I wouldn’t think so.


>>> destructively, but such Generators would not conform to the needs of
>>> Sequence. As such, the most significant impact would be the inability
>>> to use such Generators in a for..in loop, 
>> 
>> Trying to evaluate this statement, it's clear we're missing lots of
>> detail here:
>> 
>> * Would you remove Sequence?
>> * If so, what Protocol would embody “for...in-able?”

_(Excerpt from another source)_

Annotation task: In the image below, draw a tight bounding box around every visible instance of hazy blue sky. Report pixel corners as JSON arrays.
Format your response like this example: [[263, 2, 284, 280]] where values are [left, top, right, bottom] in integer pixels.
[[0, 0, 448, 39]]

> No, I would just remove the allowance in the documentation and API design for 
> a destructive/consuming iteration. Sequence would be the interface to getting 
> access to repeatable iteration, without the need for meeting the other 
> requirements for Collection.
> 
> Sequence would be what java would refer to as Iterable, C# refers to as 
> IEnumerable<>, but perhaps it is closest to the Enumerable mixin module in 
> Ruby in terms of default utility methods supplied based on an implementation 
> of ‘each’ (forEach() in Swift). Sequence is for…in-able because Sequence 
> defined makeIterator(). The only difference is that subsequent calls to 
> makeIterator() are expected to return conceptually equivalent elements in the 
> same order.
> -DW

IEnumerable<> does not guarantee the ability to repeatedly enumerate, generally 
around I/O which is the same place I use a destructively iterating sequence in 
Swift - lazily enumerating rows from a database query.